New challenges for modelling Big Data

Maurizio Vichi1

1Sapienza University of Rome, Department of Statistics,

Abstract. Big Data represented by data matrices Xwith a huge number of rows (objects, statistical units) and columns (variables) are generally analysed to synthesize the relevant information and to obtain a reduced data structure formed by prototype (mean profiles) objects and latent variables. This is achieved by the simultaneous grouping of rows and columns of X so that the results are informative and easy to interpret, because denote a compressed, but relevant representation of the big data, while trying to preserve most of the original information. The reduction could represent a strong synthesis to be directly interpreted in order to identify the most important characteristics in term of ideal objects and ideal variables.

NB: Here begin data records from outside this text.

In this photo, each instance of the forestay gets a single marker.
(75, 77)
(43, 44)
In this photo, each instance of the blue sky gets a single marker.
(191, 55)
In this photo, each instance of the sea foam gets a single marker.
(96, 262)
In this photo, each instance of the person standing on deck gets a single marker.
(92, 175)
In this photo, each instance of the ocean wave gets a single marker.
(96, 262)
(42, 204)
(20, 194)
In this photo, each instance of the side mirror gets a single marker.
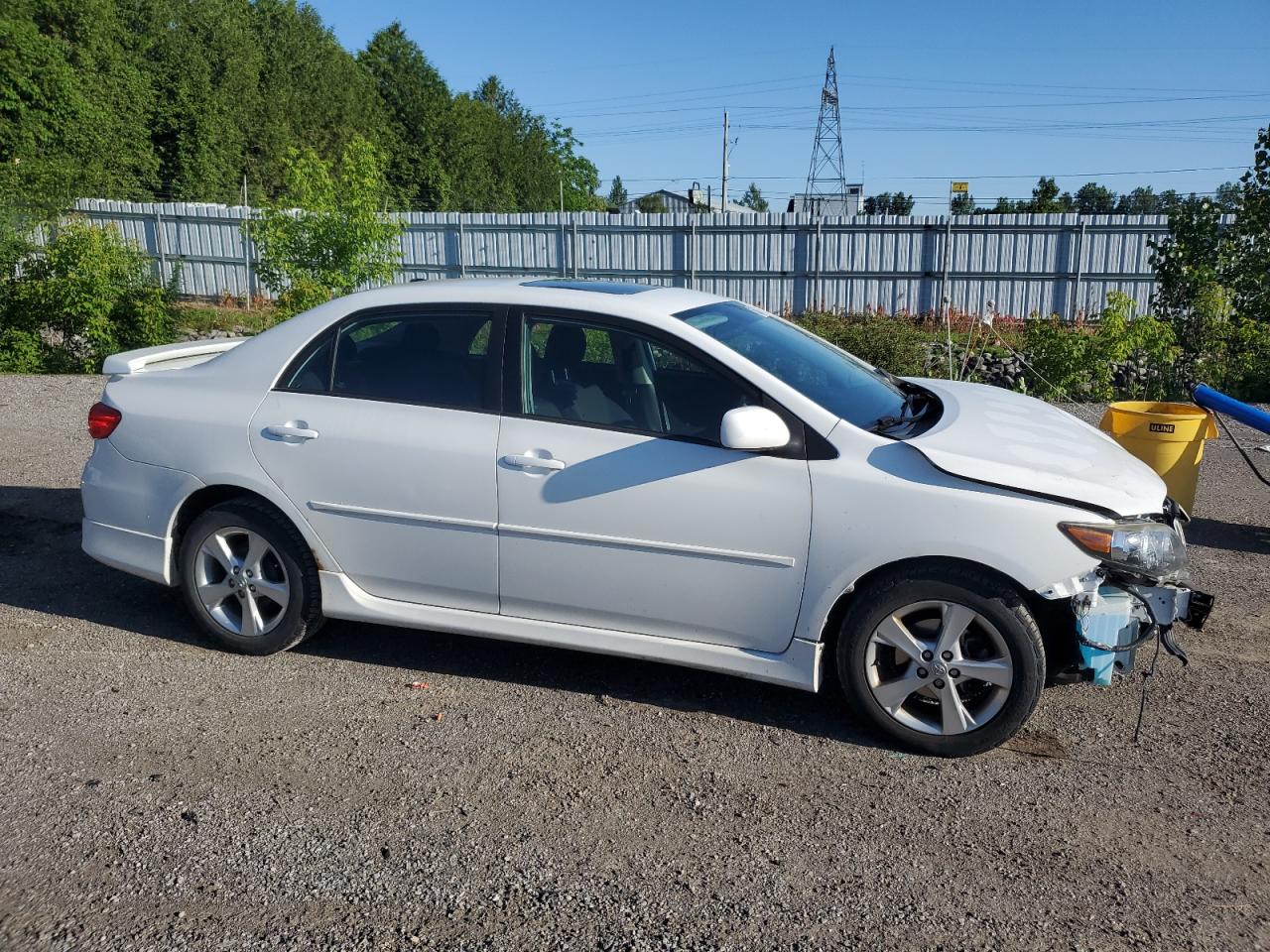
(753, 428)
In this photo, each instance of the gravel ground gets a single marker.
(162, 794)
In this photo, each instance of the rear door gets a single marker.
(384, 434)
(617, 506)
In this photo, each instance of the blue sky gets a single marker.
(997, 93)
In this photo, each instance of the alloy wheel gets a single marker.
(939, 666)
(240, 581)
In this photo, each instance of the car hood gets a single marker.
(994, 435)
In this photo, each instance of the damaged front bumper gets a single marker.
(1115, 613)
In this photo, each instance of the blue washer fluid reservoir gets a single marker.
(1112, 617)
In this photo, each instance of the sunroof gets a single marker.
(599, 287)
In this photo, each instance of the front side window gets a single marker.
(841, 384)
(440, 359)
(610, 377)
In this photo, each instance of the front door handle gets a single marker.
(290, 433)
(522, 461)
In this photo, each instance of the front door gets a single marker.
(620, 509)
(384, 435)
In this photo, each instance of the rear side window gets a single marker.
(313, 375)
(616, 379)
(440, 359)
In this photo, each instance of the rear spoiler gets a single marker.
(168, 357)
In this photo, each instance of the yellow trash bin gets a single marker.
(1166, 436)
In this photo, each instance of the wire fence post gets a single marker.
(693, 252)
(1080, 271)
(246, 246)
(159, 246)
(944, 285)
(458, 250)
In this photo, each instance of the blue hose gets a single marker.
(1219, 403)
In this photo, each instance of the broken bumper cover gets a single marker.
(1115, 616)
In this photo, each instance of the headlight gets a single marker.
(1143, 547)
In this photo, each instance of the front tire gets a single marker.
(945, 660)
(248, 579)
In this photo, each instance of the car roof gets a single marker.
(633, 299)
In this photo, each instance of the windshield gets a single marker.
(841, 384)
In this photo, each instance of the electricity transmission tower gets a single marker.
(826, 179)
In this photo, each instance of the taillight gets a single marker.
(102, 420)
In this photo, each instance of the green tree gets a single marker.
(652, 204)
(204, 59)
(1228, 195)
(617, 195)
(753, 198)
(1092, 198)
(888, 203)
(1047, 198)
(73, 96)
(1246, 266)
(418, 108)
(325, 235)
(313, 94)
(82, 296)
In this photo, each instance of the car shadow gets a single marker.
(1230, 536)
(42, 569)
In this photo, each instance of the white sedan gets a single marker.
(639, 471)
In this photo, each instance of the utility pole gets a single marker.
(722, 191)
(246, 245)
(826, 178)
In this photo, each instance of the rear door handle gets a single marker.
(534, 462)
(290, 431)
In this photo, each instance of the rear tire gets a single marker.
(947, 660)
(249, 579)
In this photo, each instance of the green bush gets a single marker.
(326, 235)
(1125, 356)
(85, 295)
(894, 344)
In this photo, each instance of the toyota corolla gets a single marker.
(639, 471)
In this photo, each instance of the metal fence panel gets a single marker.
(1025, 264)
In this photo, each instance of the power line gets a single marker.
(973, 178)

Alternatively, the reduction could be soft to obtain a light compression of the multivariate data in order to allow the successive application of other multivariate computationally complex methods on the compressed data matrix.

In this presentation starting from an extension of standard K-means to simultaneously clustering of observations and features, namely Double K-Means (DKM) (Vichi, 2001), the model is developed in a probabilistic framework, an efficient coordinate ascent algorithm is proposed and the advantages of using this approach are discussed. DKM treats symmetrically the two modes of the data matrix (rows and columns) by producing a compressed set of prototype objects and prototype variables. The model is generalized to include an asymmetric treatment of the two modes so as to comprise both clustering and disjoint principal component analysis (VichiSaporta, 2009) and its extension based on a probabilistic principal component analysis. A new coordinate ascent algorithm is developed and its performance is tested via simulation studies and real data sets. Finally, the results obtained on the real data are validated by building resampling confidence intervals for block centroids.

References

MARTELLA F. and VICHI M. (2012) : Clustering microarray data using modelbased double K-means, Journal of Applied Statistics,

VICHI M, (2001) : Double k-means clustering for simultaneous classification of objects and variables, in Advances in Classification and Data Analysis, S. Borra, R. Rocci, M. Vichi, and M. Schader, eds., Springer, Heidelberg, 43–52.

VICHI M. and Saporta G. (2009) :Clustering and Disjoint Principal Component, Computational Statistics & Data Analysis, vol. 53, 8, 3194-3208.

Keywords

Double K-means, Two-mode clustering, Coordinate Ascent Algorithm.